Also saving the trash talk until after the bout, Linardatou was equally as spiky as her manager.

“I am afraid of nobody and I am not fake because I am here and I am real,” she said existentially. “I mean fake is that she is not undisputed. She didn’t beat me, didn’t beat Persoon.”

St Patrick’s Day

Non-plussed Taylor, manager Brian Peters and promoter Eddie Hearn had, at that stage, removed themselves from the room but not before Hearn set Taylor up for a career-defining 2020, her next fight sketched in for March on the week before St Patrick's Day.

"There's a women's day or international women's day in America on March 7th and they'd like to run an all female card, with Katie Taylor headlining for the first time," said Hearn. The names Amanda Serrano, Cecila Braekhus and Persoon just kept coming up, with Hearn predicting Taylor would also head a non- American pay-per-view show with Sky Sports next year.

Serrano and Persoon will be made at the lower 135lb limits. Braekhus trades at 147lb, and whatever agreement they might make on a catch weight, Taylor will not be going up that high. Even at Saturday’s 140lb, there was a discernible difference.

“It was only five pounds I guess but I certainly felt her power,” said Taylor. “I think she’s an unusually strong fighter for her weight division, and we knew coming into the fight that she was the best 140 pounder.

“It was important for me to bank the early rounds and be smart, and stay like that throughout the whole fight. I have to be consciously disciplined sometimes.

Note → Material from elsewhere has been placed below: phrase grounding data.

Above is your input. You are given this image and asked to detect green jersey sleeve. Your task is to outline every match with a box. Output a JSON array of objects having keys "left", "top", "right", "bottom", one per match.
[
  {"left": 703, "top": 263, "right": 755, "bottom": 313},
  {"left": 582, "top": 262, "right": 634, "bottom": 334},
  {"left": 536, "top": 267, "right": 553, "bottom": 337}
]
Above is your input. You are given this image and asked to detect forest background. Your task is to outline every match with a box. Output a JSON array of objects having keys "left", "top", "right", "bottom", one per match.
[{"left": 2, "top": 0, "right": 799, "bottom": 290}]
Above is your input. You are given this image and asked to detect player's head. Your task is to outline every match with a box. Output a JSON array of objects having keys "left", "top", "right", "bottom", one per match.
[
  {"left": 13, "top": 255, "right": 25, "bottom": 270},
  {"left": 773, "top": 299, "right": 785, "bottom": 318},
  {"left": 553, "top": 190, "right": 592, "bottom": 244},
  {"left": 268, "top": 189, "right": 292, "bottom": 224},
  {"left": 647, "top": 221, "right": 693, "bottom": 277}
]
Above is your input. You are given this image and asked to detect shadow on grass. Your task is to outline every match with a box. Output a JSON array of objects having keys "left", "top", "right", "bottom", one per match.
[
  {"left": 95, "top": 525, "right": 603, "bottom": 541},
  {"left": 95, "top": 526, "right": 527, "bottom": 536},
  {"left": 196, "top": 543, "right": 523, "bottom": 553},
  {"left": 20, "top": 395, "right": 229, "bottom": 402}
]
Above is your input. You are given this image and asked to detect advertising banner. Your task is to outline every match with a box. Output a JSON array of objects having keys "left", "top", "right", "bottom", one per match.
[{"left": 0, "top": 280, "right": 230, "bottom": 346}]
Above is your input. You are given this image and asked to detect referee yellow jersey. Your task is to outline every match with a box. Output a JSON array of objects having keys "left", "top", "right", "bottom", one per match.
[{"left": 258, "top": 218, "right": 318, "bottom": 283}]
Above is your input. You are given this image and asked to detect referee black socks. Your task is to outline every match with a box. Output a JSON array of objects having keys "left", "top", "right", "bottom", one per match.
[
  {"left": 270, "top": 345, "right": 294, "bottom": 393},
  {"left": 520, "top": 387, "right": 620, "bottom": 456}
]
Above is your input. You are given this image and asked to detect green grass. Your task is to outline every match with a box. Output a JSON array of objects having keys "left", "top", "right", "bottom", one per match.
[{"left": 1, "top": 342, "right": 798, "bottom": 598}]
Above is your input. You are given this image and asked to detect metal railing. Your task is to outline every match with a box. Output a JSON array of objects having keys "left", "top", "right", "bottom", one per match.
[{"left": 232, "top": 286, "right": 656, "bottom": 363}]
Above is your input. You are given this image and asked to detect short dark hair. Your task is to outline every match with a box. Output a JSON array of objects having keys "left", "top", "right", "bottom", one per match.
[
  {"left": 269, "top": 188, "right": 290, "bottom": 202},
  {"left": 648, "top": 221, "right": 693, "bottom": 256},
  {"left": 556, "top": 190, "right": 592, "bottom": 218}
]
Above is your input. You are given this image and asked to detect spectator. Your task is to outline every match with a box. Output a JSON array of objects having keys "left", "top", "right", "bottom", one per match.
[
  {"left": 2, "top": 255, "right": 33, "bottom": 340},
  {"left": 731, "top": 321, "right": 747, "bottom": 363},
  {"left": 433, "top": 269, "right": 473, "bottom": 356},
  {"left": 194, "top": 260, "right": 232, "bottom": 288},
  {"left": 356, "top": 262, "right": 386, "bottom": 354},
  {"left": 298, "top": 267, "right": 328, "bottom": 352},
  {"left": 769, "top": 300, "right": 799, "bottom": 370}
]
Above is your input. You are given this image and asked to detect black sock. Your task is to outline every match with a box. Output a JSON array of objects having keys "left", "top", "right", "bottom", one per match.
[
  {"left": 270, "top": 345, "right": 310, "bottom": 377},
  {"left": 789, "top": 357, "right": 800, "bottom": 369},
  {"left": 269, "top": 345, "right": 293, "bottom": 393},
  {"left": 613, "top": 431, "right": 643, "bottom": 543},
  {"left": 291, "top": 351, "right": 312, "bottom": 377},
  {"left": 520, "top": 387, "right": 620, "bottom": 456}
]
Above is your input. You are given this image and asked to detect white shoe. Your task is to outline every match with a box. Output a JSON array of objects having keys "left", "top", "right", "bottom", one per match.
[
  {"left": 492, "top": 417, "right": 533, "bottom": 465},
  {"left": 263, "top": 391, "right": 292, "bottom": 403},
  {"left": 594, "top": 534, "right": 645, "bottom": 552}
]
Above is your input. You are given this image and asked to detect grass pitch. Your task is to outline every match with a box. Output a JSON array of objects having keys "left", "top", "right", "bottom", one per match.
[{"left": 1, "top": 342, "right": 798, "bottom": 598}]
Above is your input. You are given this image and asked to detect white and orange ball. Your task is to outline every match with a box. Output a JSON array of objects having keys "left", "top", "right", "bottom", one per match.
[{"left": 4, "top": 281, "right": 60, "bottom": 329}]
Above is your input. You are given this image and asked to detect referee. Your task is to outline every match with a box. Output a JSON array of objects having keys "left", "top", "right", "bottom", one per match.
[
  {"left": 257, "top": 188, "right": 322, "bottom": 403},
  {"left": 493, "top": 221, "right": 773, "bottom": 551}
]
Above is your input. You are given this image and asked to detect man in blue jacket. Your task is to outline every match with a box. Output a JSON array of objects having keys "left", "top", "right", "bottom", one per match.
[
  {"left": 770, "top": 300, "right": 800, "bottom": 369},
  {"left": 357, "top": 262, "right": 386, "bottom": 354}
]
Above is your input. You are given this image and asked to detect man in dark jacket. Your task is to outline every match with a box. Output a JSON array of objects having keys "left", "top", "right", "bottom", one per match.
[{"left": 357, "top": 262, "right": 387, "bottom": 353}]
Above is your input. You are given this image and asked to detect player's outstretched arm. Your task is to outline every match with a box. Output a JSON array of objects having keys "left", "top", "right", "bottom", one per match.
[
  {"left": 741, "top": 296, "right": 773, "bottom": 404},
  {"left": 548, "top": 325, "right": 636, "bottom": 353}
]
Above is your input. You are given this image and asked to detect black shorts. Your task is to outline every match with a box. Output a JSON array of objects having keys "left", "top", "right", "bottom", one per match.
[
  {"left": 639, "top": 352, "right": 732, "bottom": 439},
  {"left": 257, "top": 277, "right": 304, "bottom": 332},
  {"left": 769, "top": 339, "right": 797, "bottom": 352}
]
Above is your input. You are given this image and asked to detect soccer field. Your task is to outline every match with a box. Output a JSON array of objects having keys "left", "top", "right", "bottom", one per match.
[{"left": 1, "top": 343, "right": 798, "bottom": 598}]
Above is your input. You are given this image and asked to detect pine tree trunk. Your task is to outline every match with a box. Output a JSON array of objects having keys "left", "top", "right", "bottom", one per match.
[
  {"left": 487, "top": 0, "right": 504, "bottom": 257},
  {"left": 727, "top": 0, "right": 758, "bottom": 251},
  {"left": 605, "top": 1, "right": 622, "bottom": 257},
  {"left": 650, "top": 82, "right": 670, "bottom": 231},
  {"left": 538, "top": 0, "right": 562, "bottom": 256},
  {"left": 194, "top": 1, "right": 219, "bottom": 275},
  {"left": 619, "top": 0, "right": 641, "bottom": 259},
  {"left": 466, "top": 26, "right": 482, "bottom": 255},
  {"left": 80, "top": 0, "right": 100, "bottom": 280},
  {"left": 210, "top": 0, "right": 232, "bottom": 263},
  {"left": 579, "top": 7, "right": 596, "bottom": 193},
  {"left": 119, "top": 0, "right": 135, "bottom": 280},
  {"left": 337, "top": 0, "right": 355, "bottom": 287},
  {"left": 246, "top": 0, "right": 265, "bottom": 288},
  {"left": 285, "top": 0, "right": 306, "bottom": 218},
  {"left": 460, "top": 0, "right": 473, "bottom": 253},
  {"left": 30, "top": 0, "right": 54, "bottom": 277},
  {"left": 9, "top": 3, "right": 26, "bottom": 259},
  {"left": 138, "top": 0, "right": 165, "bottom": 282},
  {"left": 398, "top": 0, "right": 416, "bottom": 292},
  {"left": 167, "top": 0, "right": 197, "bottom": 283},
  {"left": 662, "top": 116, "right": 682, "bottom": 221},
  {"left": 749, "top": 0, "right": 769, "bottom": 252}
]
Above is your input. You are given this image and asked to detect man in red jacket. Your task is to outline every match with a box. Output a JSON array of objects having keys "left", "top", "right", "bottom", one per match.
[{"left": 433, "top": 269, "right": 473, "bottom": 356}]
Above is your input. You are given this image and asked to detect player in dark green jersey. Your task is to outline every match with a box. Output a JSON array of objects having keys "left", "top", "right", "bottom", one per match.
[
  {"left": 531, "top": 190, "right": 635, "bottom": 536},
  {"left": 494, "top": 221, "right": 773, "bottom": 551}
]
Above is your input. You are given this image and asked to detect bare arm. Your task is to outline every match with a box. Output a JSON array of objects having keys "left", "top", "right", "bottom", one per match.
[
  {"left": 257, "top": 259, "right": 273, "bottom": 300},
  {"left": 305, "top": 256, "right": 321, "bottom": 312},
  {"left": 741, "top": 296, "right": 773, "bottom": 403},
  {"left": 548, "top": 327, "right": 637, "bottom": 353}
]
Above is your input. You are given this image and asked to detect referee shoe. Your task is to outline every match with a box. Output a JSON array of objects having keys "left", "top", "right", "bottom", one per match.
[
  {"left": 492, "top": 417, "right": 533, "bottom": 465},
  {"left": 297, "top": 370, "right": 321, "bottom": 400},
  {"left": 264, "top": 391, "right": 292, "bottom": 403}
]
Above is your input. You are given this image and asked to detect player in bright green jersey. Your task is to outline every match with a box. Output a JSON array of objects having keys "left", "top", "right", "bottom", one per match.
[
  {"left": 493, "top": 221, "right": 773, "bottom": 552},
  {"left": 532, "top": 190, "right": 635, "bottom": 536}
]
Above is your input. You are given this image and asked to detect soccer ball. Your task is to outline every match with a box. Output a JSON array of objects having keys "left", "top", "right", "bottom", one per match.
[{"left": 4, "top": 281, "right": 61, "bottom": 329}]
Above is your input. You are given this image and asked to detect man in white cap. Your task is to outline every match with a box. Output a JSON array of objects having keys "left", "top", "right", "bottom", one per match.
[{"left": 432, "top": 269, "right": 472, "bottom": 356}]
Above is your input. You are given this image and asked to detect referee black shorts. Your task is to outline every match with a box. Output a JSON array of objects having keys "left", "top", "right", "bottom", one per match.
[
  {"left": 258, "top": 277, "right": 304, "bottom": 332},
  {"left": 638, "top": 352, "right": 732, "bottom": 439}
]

“It’s very, very tempting to just stand there and fight than move your legs. I knew that’s the way to beat her. That’s what we were talking about for the last few months – that I have to be disciplined.”

Hitter

Taylor’s swollen right eye from a Linardatou left in the second round was proof that she was a hitter. The Dominican Republic-born boxer would have been marked up for aggression and go forward, but too often her bombs were missing and pulling her off balance. Her left was constantly in Taylor’s face but the clean power punches didn’t land.

Taylor jabbed and fought at a distance, and when Linardatou put on her full press, Taylor spun out into clean air. The 33-year-old had hand speed and footwork to Linardatou’s fearless cornering tactics, and while one was chasing the other was building a score.

Taylor shipped a big left in the eighth round which rocked her but it arrived moments before the bell. By then the energy levels of Linardatou had dipped as Taylor finished the bout pivoting and rolling away from a frustrated opponent who wanted to brawl, all the while the winner flicking out shots and short combinations.

For Taylor's trainer Ross Enamait this might have been a hallelujah moment.

“I didn’t get dragged into a fight this time,” said a smiling Taylor, her puffed right eye closing and a new WBO super lightweight belt by her side.